最初、綺麗だと言われた時は、見た目のことかと思ったのに、と。
「あー、呆れてるんでしょ?
バカなヤツって思ってるんでしょ?」
「……べつに」
「いいよ。なっちんに言ったら、呆れられたんだから」
「………」
頬を膨らませて、そう言って。
彼女は視線をあからさまに逸らす。
「…………」
言葉を紡ぐことができなくて、彼は首筋を爪で掻いた。
言いたいことはある。
あるけれど…思ったことが複雑で、整理し切れていなくて。
何をどう言ったらいいのかを考えあぐねていると、彼女はちらっと彼を見た。
ため息が、彼の目の前で零される。
「同じことをね、有沢さんにも言ったの」
「…それで?」
「本人に言ってみればって、言われたんだけどね?」
「だから言ったのか?
俺に」
「……それもある…けど」
雑誌を閉じて、彼女は肩を落とす。
何をどう言ったら…ではなくて。
彼女を傷つけないために、彼女には言いたいことを言おうと、彼は考えはじめた。
うまく言葉が紡げなくても。
不器用でも、彼女が欲していなくても。
まずはそこから――はじめればいい。
「言って…いいか?」
「?」
小首を傾げて見せて。
彼女のそんな行動に、一瞬、言わない方が……とも、思ったけれど。
「確かに、バカだな、とは思った」
「やっぱり……」
「けど、たぶん、藤井と同じ意味じゃない」
「どういうこと?」
シュンッとしていたくせに、すぐに顔を上げて。
そんな彼女に、微笑する。
「珪くん?」
「バカだなって思ったけど、すぐにそれでいいって思った」
「わたしがバカで?」
「そういうことじゃない」
違う、と届けて。
「本当の俺を知ってるのは、おまえだけでいいってこと」
「…でも、それじゃ……」
「悲しくなんかない。
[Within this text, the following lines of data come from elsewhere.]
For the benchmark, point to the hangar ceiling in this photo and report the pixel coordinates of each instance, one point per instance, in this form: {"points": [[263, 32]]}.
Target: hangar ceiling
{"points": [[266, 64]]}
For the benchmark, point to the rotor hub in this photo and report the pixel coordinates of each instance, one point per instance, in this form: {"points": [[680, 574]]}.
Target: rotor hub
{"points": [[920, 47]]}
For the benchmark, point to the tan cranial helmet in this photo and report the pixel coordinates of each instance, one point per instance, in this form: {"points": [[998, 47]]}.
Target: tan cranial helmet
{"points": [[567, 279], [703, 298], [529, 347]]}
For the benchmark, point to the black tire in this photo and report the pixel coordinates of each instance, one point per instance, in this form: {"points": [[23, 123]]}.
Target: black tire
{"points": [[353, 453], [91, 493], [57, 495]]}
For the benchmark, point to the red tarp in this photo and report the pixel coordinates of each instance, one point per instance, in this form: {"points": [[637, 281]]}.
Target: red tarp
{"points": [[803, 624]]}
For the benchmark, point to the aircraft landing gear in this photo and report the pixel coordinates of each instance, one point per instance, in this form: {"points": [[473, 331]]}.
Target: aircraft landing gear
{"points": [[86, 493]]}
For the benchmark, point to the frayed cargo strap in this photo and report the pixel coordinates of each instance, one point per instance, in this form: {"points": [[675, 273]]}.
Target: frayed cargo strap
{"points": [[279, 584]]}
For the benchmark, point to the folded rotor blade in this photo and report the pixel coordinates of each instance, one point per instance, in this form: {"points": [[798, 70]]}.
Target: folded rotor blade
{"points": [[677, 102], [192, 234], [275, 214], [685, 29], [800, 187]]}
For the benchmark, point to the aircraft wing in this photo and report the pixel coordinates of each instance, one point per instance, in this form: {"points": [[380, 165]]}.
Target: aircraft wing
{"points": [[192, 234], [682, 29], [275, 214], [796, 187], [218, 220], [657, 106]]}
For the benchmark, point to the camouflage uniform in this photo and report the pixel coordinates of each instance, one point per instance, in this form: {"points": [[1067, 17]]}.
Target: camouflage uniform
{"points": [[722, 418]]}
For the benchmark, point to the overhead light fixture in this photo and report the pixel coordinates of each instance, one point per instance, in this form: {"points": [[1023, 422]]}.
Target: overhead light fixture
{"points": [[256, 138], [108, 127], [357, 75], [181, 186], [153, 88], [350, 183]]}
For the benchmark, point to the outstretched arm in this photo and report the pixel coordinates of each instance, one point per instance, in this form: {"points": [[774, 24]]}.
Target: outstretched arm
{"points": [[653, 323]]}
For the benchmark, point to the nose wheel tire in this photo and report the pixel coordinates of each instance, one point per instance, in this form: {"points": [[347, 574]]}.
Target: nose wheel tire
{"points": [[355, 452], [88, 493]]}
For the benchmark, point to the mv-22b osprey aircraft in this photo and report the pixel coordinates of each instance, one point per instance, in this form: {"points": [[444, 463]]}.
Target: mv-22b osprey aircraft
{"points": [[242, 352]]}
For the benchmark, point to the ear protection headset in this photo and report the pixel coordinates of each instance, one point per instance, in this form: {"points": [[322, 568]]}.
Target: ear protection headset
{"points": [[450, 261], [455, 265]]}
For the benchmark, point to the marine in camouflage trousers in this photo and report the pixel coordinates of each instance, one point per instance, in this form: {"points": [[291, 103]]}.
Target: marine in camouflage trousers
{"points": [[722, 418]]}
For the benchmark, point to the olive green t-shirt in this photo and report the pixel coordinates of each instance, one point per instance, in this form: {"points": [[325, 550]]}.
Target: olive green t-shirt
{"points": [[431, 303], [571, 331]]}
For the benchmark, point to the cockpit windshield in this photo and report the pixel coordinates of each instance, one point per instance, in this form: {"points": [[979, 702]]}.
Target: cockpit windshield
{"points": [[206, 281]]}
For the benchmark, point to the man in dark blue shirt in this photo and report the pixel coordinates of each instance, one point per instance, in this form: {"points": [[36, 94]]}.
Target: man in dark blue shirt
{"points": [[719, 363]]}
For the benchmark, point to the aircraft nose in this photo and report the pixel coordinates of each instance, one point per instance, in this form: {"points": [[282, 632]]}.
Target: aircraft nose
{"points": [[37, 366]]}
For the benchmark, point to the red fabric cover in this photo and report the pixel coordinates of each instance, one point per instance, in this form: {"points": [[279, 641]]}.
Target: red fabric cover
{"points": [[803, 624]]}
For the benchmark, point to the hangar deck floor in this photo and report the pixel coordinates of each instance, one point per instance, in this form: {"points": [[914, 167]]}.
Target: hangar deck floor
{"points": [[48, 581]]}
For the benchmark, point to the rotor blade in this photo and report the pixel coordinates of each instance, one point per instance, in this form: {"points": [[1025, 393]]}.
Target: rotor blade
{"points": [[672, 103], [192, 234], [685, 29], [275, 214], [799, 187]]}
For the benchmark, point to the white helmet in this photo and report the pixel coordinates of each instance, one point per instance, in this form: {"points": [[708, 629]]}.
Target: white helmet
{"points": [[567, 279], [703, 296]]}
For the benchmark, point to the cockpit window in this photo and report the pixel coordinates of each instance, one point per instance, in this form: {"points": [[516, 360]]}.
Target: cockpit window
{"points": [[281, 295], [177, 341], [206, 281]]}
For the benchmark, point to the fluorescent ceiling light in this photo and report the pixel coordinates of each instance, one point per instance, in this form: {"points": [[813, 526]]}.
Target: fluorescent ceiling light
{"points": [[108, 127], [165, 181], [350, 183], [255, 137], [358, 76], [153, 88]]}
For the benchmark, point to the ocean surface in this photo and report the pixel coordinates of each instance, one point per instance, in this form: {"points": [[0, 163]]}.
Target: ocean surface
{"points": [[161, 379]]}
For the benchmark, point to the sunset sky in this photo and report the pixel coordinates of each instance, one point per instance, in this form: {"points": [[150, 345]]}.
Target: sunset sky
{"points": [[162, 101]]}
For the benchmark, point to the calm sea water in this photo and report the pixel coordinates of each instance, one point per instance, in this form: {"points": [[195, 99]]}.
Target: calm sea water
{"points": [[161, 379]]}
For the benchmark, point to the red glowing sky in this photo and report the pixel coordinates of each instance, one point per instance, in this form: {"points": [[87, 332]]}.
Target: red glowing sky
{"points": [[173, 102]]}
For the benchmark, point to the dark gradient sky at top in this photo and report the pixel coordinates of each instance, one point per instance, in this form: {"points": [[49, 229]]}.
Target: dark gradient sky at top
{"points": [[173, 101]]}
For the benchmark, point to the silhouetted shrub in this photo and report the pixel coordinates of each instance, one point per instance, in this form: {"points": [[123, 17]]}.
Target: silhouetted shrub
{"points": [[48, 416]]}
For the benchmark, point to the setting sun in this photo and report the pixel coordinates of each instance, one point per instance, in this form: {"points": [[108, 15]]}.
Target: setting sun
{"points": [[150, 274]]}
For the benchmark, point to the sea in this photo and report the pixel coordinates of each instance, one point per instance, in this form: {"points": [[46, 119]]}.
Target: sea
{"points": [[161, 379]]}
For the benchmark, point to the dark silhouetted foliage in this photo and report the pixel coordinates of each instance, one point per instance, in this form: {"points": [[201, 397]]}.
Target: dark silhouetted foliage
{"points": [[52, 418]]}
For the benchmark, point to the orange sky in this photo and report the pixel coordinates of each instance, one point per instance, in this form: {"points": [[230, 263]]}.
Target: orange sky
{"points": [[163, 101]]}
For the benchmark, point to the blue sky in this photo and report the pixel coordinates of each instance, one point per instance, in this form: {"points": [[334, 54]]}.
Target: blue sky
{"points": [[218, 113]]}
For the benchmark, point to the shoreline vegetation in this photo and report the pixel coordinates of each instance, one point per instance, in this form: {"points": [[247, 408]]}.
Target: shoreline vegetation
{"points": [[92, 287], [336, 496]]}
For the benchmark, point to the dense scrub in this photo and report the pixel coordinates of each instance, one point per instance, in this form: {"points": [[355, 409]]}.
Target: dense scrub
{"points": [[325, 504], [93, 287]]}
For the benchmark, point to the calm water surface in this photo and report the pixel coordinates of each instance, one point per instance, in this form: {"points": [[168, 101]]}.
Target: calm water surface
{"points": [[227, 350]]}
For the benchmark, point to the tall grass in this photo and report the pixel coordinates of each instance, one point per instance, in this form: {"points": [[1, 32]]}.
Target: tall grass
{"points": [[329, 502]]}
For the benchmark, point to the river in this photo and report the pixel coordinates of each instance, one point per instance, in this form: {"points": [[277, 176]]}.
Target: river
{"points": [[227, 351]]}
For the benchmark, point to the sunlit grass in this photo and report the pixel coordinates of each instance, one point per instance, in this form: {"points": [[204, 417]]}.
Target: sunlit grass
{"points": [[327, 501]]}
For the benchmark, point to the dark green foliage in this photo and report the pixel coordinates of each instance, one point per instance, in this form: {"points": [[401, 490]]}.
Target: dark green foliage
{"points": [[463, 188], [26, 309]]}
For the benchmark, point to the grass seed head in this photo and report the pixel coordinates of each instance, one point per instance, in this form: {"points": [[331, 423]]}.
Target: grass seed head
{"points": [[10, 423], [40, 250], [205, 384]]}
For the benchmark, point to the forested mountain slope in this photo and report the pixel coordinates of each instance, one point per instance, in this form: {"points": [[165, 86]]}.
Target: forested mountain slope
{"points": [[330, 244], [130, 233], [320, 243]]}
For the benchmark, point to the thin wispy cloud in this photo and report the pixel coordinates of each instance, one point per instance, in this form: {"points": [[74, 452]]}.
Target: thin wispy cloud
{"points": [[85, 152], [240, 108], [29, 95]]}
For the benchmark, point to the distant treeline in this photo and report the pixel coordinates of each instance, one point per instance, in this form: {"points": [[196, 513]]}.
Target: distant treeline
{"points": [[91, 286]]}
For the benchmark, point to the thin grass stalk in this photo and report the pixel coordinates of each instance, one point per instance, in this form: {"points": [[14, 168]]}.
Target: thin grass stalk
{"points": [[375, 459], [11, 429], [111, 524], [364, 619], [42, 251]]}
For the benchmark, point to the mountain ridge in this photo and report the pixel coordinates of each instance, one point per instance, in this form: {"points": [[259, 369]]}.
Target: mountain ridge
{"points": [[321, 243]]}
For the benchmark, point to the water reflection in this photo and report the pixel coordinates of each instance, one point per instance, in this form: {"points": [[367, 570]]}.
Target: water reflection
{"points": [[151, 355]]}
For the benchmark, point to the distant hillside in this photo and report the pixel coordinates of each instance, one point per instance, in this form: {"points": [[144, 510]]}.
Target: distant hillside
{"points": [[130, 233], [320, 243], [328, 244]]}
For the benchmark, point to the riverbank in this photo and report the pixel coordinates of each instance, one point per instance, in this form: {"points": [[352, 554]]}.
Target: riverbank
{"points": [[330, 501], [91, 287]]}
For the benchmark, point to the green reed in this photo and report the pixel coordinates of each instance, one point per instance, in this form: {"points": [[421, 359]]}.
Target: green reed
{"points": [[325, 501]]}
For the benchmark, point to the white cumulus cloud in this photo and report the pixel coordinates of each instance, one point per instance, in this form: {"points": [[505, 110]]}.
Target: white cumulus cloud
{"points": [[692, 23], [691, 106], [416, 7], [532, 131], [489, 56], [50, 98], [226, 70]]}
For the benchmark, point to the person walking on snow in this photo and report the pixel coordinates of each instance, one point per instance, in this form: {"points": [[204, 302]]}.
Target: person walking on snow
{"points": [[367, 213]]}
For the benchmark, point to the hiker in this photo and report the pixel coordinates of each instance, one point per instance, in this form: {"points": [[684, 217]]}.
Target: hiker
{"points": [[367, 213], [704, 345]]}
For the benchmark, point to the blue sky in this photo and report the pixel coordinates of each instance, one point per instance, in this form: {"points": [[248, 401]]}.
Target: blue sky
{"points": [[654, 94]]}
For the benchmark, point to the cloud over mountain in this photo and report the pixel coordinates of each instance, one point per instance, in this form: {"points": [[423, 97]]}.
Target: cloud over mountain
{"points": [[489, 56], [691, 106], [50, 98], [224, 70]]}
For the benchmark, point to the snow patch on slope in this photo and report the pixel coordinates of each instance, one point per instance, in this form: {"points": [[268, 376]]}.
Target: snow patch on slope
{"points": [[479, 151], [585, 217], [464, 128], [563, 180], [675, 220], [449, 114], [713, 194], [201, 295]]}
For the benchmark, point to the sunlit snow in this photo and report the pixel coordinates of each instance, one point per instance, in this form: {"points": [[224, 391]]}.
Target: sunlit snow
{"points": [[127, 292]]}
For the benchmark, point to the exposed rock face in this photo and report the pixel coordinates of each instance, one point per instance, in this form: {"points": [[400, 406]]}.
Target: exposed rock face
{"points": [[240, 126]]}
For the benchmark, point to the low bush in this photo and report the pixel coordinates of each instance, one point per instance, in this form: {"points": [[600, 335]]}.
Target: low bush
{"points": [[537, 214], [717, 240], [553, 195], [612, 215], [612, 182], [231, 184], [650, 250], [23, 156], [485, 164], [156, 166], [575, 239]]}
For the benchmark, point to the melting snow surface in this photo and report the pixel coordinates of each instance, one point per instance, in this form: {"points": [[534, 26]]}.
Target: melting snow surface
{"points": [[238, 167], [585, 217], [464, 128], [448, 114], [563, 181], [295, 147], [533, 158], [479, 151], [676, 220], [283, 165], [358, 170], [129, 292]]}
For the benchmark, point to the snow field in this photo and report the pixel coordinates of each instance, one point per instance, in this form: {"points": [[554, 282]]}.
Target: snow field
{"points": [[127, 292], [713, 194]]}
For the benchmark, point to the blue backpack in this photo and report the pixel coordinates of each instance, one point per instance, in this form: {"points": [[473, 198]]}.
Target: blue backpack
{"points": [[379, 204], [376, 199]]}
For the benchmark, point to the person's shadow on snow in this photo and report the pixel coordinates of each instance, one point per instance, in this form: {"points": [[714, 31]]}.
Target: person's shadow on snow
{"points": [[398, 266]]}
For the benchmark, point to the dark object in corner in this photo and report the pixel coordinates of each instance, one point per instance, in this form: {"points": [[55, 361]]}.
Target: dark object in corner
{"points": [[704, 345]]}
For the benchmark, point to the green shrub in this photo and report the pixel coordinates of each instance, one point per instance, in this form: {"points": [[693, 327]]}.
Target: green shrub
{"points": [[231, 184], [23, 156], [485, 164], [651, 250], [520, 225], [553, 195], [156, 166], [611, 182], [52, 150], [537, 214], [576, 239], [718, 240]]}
知っててほしいやつが知ってれば、それでいい、俺」
べつに、みんなに知ってほしいとか、思わない。
ゆっくり。
一つ一つ、区切って言えば。
彼女は俯いて、考えてくれて。
それから、戸惑いながらもこくんと頷いた。
「珪くんがそれでいいって言うなら…いいんだけど」
「けど…何だ?」
「誤解されたままっていうことにならない?」
「…だな」
「嫌でしょう?」
「べつにいい」
「でも……」
「おまえが本当の俺を知っていれば、それでいい」
微笑んで。
彼女の頬が、薄らと赤くなるのを見た。
言葉を紡ぐのを、我慢強く待っていてくれるのだから。
それに応えよう。
他人の目に、自分がどう映っているのかを教えてくれる、彼女のために。
考えて。
彼は教室のざわめきの中。
聞き慣れているチャイムの音を聞いていた。

END

 

彼は綺麗、ということだけを書きたかったんです…。
イラスト集見て、そればっかり、頭の中、回ってて。
で、いざ書いてみたら。
かなり失敗してる気が(泣)。
もう一人の主人公ちゃんに言わせればよかったかも、と今になって後悔してみたり。